Saturday 12 November saw hundreds of women converge in central London for the UK Feminista’s national conference –FEM11. The conference came at a pertinent time for women in the UK. The government has admitted it has a problem with winning women voters, after women’s organisations and activists noted that its cuts had disproportionately affected women and families. Concerns over healthcare, education, child benefits and legal aid have also all bubbled to the surface in recent months, and women’s activist groups and organisations have been at the forefront of pushing for measures that do not leave 51% of the UK’s population out in the cold.
All of which makes for a positively febrile atmosphere for a conference addressing issues on women and feminism. The Quakers Meeting House in Euston was packed with a diverse crowd of attendees, women (and men) from all different backgrounds brought together by an overriding concern that women’s issues were not being heard and that feminism is the tool to address it.
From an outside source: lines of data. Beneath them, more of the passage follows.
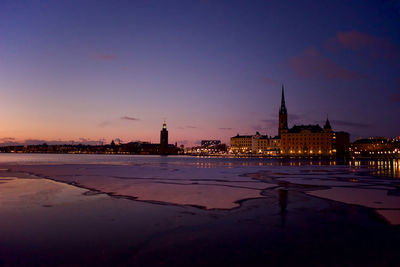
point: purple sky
(93, 70)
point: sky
(93, 71)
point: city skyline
(107, 71)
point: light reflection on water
(385, 168)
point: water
(149, 210)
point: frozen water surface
(218, 183)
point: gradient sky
(93, 70)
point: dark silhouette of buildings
(164, 140)
(310, 140)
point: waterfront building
(241, 144)
(310, 140)
(376, 147)
(164, 140)
(283, 126)
(255, 144)
(210, 143)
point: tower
(327, 126)
(282, 115)
(164, 140)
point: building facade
(164, 140)
(310, 140)
(255, 144)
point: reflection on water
(386, 168)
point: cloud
(104, 124)
(13, 142)
(349, 124)
(269, 81)
(127, 118)
(312, 65)
(105, 57)
(363, 42)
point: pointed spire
(327, 123)
(283, 104)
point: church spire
(283, 104)
(327, 125)
(282, 115)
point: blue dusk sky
(100, 70)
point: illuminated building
(241, 143)
(282, 115)
(310, 140)
(164, 140)
(210, 143)
(255, 144)
(376, 147)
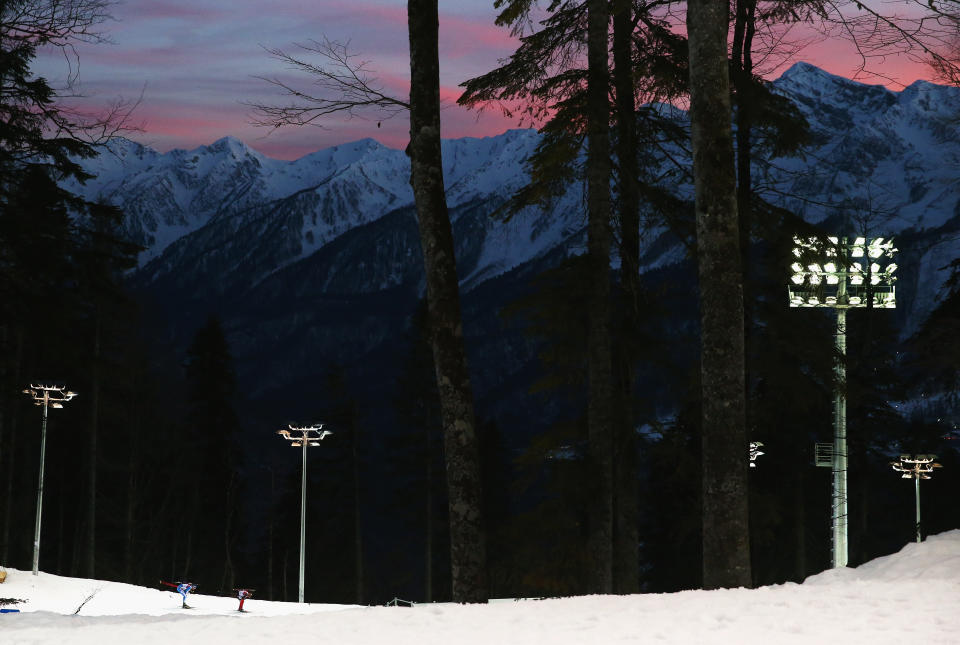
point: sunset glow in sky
(195, 61)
A veritable who’s who of notable feminists were attending the event, from Sandi Toksvig to Samira Ahmed and Shami Chakrabarti, while the day was capped off with a London mayoral election debate between all the party candidates, with the exception of Boris Johnson, whose absence did not prevent a lively debate on issues ranging from rape crisis centres to women’s safety travelling in London.
WRC was there on the day to host a workshop on examining the landscape for women’s organisations in the UK and what attendees could do to support women’s organisations in their area. We provided an overview of the political, economic and social landscape for women and the organisations they support, and then discussed how the change in government, the economic crisis and shifting attitudes had impacted on the work undertaken by women’s organisations. Many women were keen to know more about the localism bill, about funding problems for women’s organisations and, encouragingly, what they could do to help.
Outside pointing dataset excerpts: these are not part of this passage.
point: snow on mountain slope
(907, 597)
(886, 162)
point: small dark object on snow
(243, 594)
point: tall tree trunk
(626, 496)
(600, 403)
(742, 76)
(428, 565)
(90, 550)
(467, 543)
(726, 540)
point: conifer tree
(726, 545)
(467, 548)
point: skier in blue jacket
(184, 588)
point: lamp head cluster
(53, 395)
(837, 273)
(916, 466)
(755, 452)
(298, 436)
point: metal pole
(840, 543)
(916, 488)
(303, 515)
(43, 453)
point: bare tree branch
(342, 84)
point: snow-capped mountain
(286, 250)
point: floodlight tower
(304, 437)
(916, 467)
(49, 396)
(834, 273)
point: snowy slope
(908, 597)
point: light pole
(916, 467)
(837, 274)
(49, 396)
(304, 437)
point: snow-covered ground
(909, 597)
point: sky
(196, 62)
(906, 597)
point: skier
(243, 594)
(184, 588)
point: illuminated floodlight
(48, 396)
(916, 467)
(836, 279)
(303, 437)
The workshop discussed what could be done, from volunteering, to using social media, to mapping where organisations were (or weren’t) in different regions, to petitioning local government to provide more support. A lively 10 minute exercise on how to develop a campaign for women’s organisations produced some great ideas on how to help – from contacting local business networks to using universities to link in with women’s organisations. The atmosphere was enthusiastic and focused – and it was encouraging to see so many young women from schools and universities so keen to support their local women’s organisations.
Afterwards, a stroll around the different stalls and gathered groups revealed dozens of enthusiastic conversations about feminism, women, government, politics, social justice and, most crucially of all, the best methods of change. It is almost a cliché nowadays to write of these ‘days of austerity’, but the fact remains that our current situation is a challenging one. All the more important, therefore, that events such as FEM11 take place, and remain so popular. Feminism is the lever by which we can change the situation for women – and women’s organisations – in this country for the better. It was great to be part of a day where this is recognised and applauded.